6.11 Back in my basement, in between various new tasks demanded of me by the Koob-Sassen Project — and against the constant, second-level mental puzzling laid down for me since my first day at the Company by this separate, all-important charge, this Great Report — I started a file on parachutists. Dead ones: ones whose parachutes had failed to open. It’s surprising how many times the story, or a variant on it, pops up: like oil spills, it’s generic. Even when I’d first read, on the tube, the initial three-line article about the episode, I’d had a sense of déjà-vu, a sense of having read this article, or one very like it, at least once before. Oh, a dead parachutist: one of those. Everyone can recognize and understand that situation. Before I’d ever heard of Vanuatans, the first joke I learnt to tell as a child was about a classified ad for a used parachute, “no strings attached.” To the anthropologist, as I explained before, it’s generic episodes and phenomena that stand out as significant, not singular ones. To the anthropologist, there’s no such thing as a singular episode, a singular phenomenon — only a set of variations on generic ones; the more generic, therefore, the more pure, the closer to an unvariegated or unscrambled archetype. The parachutist story, in the stark, predictable simplicity of the circumstance that it presented, in the boldness of its second-handness, was refreshing: in its unashamed lack of originality, it was original.
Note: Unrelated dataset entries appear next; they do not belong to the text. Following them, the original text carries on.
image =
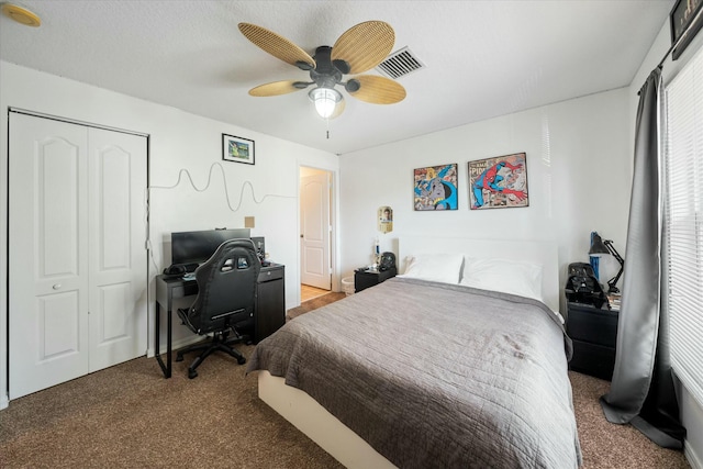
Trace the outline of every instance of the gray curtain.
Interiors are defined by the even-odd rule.
[[[617,351],[610,392],[601,398],[605,417],[631,423],[652,442],[681,448],[685,431],[669,361],[668,317],[661,310],[659,224],[659,86],[655,69],[639,91],[635,161],[627,227]]]

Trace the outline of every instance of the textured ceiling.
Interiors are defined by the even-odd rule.
[[[0,18],[0,58],[345,154],[627,86],[673,2],[23,0],[43,24]],[[402,102],[369,104],[343,91],[346,109],[327,138],[306,91],[248,94],[309,77],[252,44],[237,23],[313,55],[368,20],[390,23],[393,51],[409,46],[425,65],[398,79]]]

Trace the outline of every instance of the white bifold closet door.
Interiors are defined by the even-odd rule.
[[[10,113],[15,399],[147,347],[146,137]]]

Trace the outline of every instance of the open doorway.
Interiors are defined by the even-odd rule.
[[[301,302],[332,291],[332,172],[300,167]]]

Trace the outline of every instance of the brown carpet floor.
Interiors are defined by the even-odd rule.
[[[331,295],[315,304],[344,297]],[[317,308],[306,304],[315,300],[301,308]],[[305,312],[294,310],[289,315]],[[254,346],[238,348],[248,357]],[[168,380],[155,359],[137,358],[13,400],[0,411],[0,468],[341,467],[259,401],[256,373],[213,355],[189,380],[188,358]],[[689,467],[681,453],[605,421],[598,399],[607,381],[569,377],[584,468]]]

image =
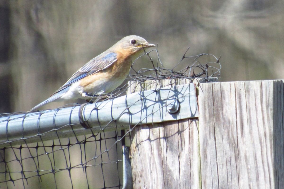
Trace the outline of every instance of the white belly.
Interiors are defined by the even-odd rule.
[[[82,96],[82,94],[84,93],[92,95],[108,94],[119,86],[124,80],[116,79],[111,81],[103,79],[92,83],[88,86],[87,88],[81,86],[80,81],[78,81],[72,84],[69,87],[69,90],[58,100],[89,98],[89,97],[84,98]]]

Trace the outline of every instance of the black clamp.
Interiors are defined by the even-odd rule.
[[[80,122],[80,124],[85,129],[91,129],[93,127],[91,127],[90,126],[89,123],[88,123],[87,120],[85,120],[84,116],[83,116],[83,112],[84,109],[84,108],[85,106],[87,103],[83,104],[80,106],[80,108],[79,108],[79,121]]]

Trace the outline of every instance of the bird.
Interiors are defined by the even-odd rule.
[[[89,99],[110,93],[126,78],[133,61],[145,53],[145,49],[155,46],[137,35],[123,38],[88,62],[50,97],[30,111],[52,102]]]

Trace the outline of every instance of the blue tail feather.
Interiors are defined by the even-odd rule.
[[[31,109],[30,111],[34,110],[41,106],[42,106],[45,105],[49,103],[50,102],[51,102],[53,101],[54,101],[57,99],[60,98],[61,96],[62,96],[62,95],[66,93],[66,92],[68,91],[69,90],[69,88],[69,88],[68,87],[67,88],[65,88],[62,90],[59,91],[56,93],[53,94],[51,96],[47,99],[46,100],[45,100],[44,101],[41,102],[36,106]]]

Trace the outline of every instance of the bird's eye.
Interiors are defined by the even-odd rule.
[[[137,43],[137,41],[135,39],[131,39],[131,40],[130,41],[130,43],[133,45],[136,44]]]

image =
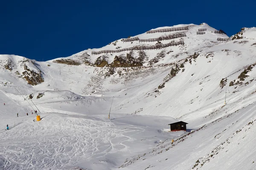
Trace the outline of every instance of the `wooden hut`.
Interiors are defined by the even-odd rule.
[[[188,124],[184,122],[180,121],[175,123],[169,124],[170,125],[170,129],[172,132],[180,130],[186,131],[186,125]]]

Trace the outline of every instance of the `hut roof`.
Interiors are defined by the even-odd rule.
[[[180,121],[180,122],[174,122],[174,123],[171,123],[170,124],[168,124],[168,125],[172,125],[172,124],[176,124],[178,123],[181,123],[181,122],[184,123],[186,123],[186,124],[188,124],[188,123],[186,123],[186,122],[184,122]]]

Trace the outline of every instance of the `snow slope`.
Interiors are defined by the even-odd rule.
[[[92,54],[159,44],[120,39],[45,62],[0,55],[0,168],[256,169],[256,28],[230,38],[206,23],[155,29],[184,26],[131,37],[186,34],[154,50]],[[187,132],[169,132],[179,120]]]

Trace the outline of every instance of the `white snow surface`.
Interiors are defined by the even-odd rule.
[[[129,51],[91,52],[156,42],[120,39],[62,58],[79,65],[53,62],[61,58],[39,62],[0,55],[0,169],[256,169],[256,28],[227,41],[217,41],[228,37],[206,23],[156,29],[186,26],[134,36],[186,35],[161,41],[183,40],[184,45],[145,51],[148,59],[143,67],[115,68],[108,76],[110,68],[81,61],[93,63],[104,55],[110,64]],[[202,28],[206,34],[197,34]],[[149,65],[161,52],[163,57]],[[28,84],[17,74],[26,70],[24,64],[44,82]],[[179,121],[188,123],[187,131],[170,132],[168,124]]]

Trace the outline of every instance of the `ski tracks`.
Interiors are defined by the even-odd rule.
[[[108,153],[126,151],[135,140],[125,133],[145,130],[102,118],[52,113],[28,121],[1,135],[0,169],[63,168]]]

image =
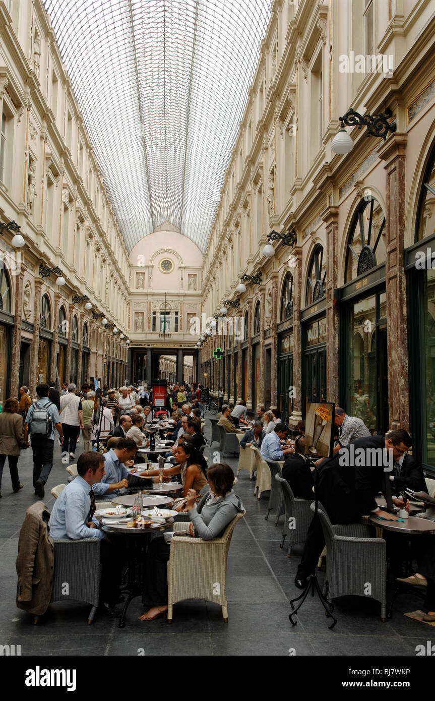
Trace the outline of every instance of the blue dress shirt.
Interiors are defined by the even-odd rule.
[[[265,436],[260,452],[264,460],[284,460],[284,453],[279,439],[275,431]]]
[[[97,482],[97,484],[93,485],[93,490],[95,494],[101,496],[102,494],[105,494],[109,487],[113,482],[120,482],[121,479],[127,479],[130,472],[123,463],[120,463],[116,453],[111,448],[109,453],[106,453],[103,456],[104,458],[104,471],[106,474],[103,477],[103,479],[100,482]],[[119,494],[119,489],[113,489],[111,491],[110,495],[111,496],[118,496]]]
[[[72,540],[79,540],[82,538],[104,538],[104,533],[99,529],[86,526],[90,509],[89,492],[91,489],[91,486],[78,475],[61,491],[48,522],[52,538],[70,538]],[[98,524],[96,519],[92,521]]]

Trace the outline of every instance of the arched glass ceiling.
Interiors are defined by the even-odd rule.
[[[125,244],[204,252],[270,0],[44,0]]]

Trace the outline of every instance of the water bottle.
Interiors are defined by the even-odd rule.
[[[141,517],[141,499],[139,500],[139,494],[137,494],[134,498],[134,503],[133,504],[133,519],[134,521],[138,521]]]

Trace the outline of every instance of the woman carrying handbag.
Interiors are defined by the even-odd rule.
[[[18,402],[13,397],[6,400],[0,414],[0,497],[1,496],[1,477],[6,461],[9,463],[9,472],[14,492],[22,489],[24,484],[18,477],[18,458],[21,449],[28,448],[24,440],[22,417],[18,414]]]

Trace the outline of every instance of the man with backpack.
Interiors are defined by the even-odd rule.
[[[25,419],[25,440],[30,434],[33,451],[33,486],[35,494],[41,498],[44,496],[44,484],[53,467],[55,427],[63,441],[59,411],[48,399],[48,385],[38,385],[36,392],[39,398],[32,404]]]

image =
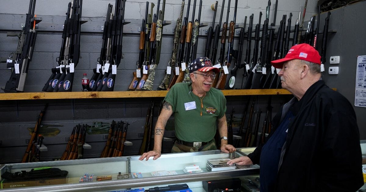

6.12 The strange thing was, the more I started looking for dead parachutists, the more they started cropping up — in real time, I mean. Sure, I unearthed instances of parachutes failing to open, and suspicions being aired as to the cause, running back fifty years. There’d been a case in America where both main chute and reserve had ripped on opening, despite the odds against this happening from fabric fatigue alone being about ten million to one; and another one in Australia where a harness had quite inexplicably caught fire in mid-air; and so forth. But, in the very period during which I was compiling these cases — a period of no more than two and a half months — no less than three more stories hit the news involving parachutists slamming into the ground chuteless. They weren’t in England: one took place in New Zealand; one in Poland; one in Canada. And, of course, the particulars varied — but they all involved suspected acts of sabotage; and none of the cases, over this same period, was resolved. The replication, or near-replication, of these situations started buzzers ringing all over my head — and made the case of my own parachutist, the unfortunate soul whose death had snagged my interest in the first place, all the more gripping: an originally un-original event becoming even more un-original, and hence even more fascinating.